Spirited away

She was his first love and he loved her on sight

She was his first love and he loved her on sight. He remembers the grubby tweed skirt and the brown cotton stockings she wore when they met. He remembers their first swim together, tearing their clothes off and slipping like water-rats into the old, brown, sluggish river and afterwards drying themselves on Iris's waist-slip. He still has the slip, retrieved from the back of a drawer, mottled with the powdery traces of 45-year-old mud.

River images course through their majestic love story, their life together, one in which they seem always to have floated serenely along a single current, like quaint, good-natured children, indifferent to fashion, housekeeping, procreation, ego, criticism, status.

He remembers their first kiss and the moment at which their life together "really began", when he crashed her beloved Hillman Minx and her reaction proved beyond doubt that she cared more for him than the car.
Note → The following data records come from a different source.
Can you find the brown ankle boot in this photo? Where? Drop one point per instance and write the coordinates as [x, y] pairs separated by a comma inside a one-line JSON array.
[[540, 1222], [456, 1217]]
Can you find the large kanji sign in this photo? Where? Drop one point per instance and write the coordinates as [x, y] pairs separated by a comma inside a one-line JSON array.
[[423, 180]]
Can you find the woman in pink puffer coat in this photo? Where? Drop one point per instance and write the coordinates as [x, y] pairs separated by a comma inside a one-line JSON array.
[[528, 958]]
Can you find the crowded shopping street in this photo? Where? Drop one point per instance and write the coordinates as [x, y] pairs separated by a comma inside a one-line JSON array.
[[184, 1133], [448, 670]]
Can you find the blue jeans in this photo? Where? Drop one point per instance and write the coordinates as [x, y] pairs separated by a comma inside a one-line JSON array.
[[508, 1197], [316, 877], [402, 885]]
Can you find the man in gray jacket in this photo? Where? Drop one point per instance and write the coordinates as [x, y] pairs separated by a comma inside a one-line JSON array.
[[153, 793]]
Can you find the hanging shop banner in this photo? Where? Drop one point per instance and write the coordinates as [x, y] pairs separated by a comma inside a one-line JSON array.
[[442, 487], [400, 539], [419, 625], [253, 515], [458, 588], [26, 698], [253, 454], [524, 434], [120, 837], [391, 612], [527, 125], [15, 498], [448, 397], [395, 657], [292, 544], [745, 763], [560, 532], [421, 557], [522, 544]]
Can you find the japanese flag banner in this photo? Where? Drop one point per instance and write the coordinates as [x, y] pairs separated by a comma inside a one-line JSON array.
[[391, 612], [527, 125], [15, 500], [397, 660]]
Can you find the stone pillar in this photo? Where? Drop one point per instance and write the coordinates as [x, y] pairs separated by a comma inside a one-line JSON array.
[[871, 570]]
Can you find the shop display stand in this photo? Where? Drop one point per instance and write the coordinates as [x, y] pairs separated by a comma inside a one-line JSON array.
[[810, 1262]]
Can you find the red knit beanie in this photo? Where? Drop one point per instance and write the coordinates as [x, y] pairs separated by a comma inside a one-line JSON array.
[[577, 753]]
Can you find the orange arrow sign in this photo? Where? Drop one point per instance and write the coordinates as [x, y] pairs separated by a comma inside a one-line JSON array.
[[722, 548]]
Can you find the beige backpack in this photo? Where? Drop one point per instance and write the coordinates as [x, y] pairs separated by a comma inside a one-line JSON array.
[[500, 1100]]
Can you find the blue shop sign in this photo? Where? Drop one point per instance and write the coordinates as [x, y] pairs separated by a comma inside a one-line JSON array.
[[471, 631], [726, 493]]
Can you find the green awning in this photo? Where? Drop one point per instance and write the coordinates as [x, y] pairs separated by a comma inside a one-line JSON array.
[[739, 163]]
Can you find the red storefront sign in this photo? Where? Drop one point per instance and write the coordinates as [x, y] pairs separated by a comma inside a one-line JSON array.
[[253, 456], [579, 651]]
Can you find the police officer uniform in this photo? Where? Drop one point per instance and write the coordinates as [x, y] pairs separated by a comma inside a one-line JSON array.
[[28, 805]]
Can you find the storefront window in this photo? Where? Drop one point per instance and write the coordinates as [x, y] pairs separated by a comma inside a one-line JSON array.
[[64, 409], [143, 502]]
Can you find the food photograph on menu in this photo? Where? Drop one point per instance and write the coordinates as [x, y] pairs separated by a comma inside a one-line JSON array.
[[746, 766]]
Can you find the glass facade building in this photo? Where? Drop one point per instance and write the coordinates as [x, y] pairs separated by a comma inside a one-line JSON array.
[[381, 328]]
He remembers the name of the dodgy champagne they drank on their wedding day and their insatiable appetite for spaghetti pomodoro on their Italian honeymoon and soon, the delicious, dawning awareness that they were beginning that "strange and beneficent process in marriage by which a couple can `move closer and closer apart' ", in the words of an Australian poet; whereby their most precious gift to each other - childless and equal - would be a shared solitude.

He remembers the first LP they bought together - Mussorgsky's Pictures from an Exhibition - and "how the Great Gate of Kiev seemed to resound in harmony" with their spaghetti and red wine as they listened. And later, when they grew fond of "song albums", how they used to chant an imaginary pop song "whose words had somehow come into existence between us". And how everything stopped at 20 minutes to two as they put their books down to listen to The Archers.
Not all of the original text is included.